Lee draws from personal experience. In 1997, after publishing his work on the myostatin gene—its deletion doubled mouse muscle mass—and after resulting media attention hit, he says, “like a ton of bricks,” he came to realize “how very eager people out there were to get information.” Some were interested in medical applications, but many wrote or called him in the context of athletic performance. His research appeared in outlets ranging from science journals to bodybuilding magazines, and though most accounts were fine, those that weren’t added work to Lee’s already full schedule.

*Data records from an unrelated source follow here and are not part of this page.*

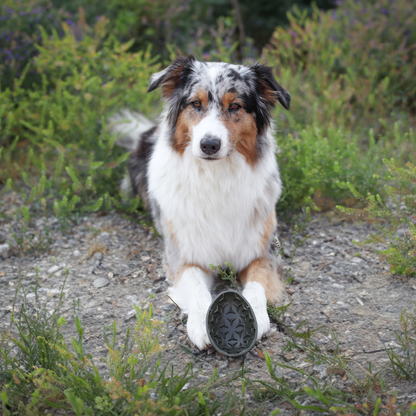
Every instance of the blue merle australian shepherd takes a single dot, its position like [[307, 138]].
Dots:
[[209, 175]]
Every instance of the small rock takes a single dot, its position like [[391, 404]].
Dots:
[[4, 250], [100, 282], [132, 298], [98, 256], [169, 307], [54, 269], [131, 314], [338, 286]]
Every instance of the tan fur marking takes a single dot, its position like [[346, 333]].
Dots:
[[267, 93], [185, 267], [265, 272], [269, 227], [242, 128], [186, 120]]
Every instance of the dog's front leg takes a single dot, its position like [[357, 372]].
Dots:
[[262, 282], [192, 293]]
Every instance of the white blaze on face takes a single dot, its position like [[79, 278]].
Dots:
[[211, 126]]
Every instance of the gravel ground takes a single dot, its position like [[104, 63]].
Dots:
[[114, 263]]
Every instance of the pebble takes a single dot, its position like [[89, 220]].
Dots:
[[168, 307], [53, 269], [4, 250], [98, 256], [100, 282], [130, 314]]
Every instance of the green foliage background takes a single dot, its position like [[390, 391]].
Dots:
[[66, 67]]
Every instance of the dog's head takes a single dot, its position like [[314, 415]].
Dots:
[[217, 108]]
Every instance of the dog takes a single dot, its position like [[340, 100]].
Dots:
[[209, 175]]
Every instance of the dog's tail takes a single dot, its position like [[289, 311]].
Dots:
[[137, 134]]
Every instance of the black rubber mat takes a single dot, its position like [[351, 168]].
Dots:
[[231, 324]]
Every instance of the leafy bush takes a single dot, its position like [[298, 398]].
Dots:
[[19, 33], [349, 72], [350, 67], [55, 136], [395, 219]]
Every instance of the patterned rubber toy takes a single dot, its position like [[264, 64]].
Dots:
[[231, 324]]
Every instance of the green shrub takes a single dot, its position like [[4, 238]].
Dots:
[[395, 218], [54, 135], [19, 33], [40, 371], [350, 75], [351, 67]]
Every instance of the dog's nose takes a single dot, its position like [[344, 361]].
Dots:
[[210, 145]]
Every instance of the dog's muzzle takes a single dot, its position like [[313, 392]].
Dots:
[[210, 145]]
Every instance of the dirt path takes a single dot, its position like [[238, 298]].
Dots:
[[114, 264]]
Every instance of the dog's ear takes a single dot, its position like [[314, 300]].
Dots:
[[173, 76], [269, 88]]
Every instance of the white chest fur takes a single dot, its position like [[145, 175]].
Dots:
[[210, 206]]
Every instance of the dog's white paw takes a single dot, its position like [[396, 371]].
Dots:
[[263, 321], [255, 295], [197, 329]]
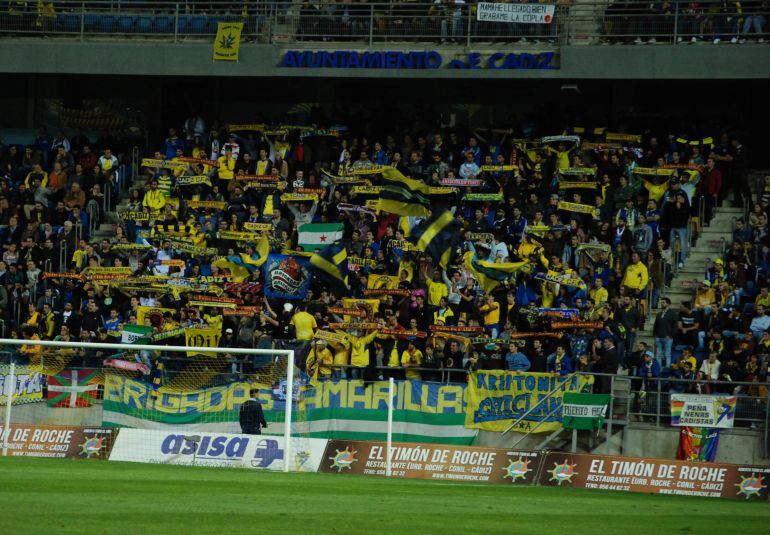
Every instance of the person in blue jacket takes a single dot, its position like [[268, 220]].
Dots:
[[515, 360], [559, 362]]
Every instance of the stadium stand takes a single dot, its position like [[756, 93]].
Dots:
[[483, 247]]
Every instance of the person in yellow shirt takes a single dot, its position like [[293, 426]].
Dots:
[[304, 324], [442, 312], [636, 276], [412, 358], [154, 200], [319, 361], [359, 353], [705, 300], [491, 312], [226, 165], [598, 293]]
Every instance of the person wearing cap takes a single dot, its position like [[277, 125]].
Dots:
[[250, 415], [303, 322], [649, 368], [226, 168], [318, 364], [705, 301], [515, 360], [676, 217]]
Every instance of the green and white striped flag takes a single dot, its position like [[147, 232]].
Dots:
[[584, 411], [314, 236]]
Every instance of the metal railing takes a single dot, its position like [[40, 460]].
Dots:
[[594, 21], [650, 398]]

So whenever an opportunity presented itself, Lee went out of his way to talk publicly and steer discussions about his work in the right direction. “The more I could set the record straight, the better.”
Accuracy is especially critical when scientific issues intersect politics, occasions that demand articulate scientists as spokespersons, rather than, say, celebrities or local politicians.
But as important as it is for researchers to react to public perception of a particular study, many feel that doesn’t go far enough. Agre, for example, acts as a public advocate for science: visiting schools, writing op-eds, appearing on news programs—whatever it takes. He and others initiated a grassroots organization called Scientists and Engineers for America. SEA, which swelled to nearly 7,000 members in a few months, is dedicated to raising local community involvement and ensuring that political officials speak candidly about science.
A more urgent target audience than the politicos, however, lies in America’s schools. “Across the board, science education is hurting,” says Lee. “Most kids don’t see a lot of reasons to go into science, so they concentrate on more visibly affluent athletics or business.” Lee says this has created concerns at higher academic levels. “For many graduate science programs, if you were to remove the foreign influence, you wouldn’t have a viable program left.”
Restoring science’s lost allure to U.S. students will take effort, though. It may require some scientists to reach an iconic level, something not seen since the days of Carl Sagan. Of course, a fine balance exists between science and celebrity; many researchers get uncomfortable as they tip toward the latter. Sagan himself was roundly criticized by some for being a self-promoter.
Even the self-effacing Agre, now emboldened, discussed SEA on the Colbert Report. “The public doesn’t read as much as it used to,” he says, “so getting on a show with 4 million viewers, most within the 18-to-34 demographic, provides a good forum.”
Though a few eyebrows were raised, Agre enjoyed his TV appearance and says the producers want to have scientists appear more regularly. “Who knows?” he adds. “Maybe science has found a new friend.”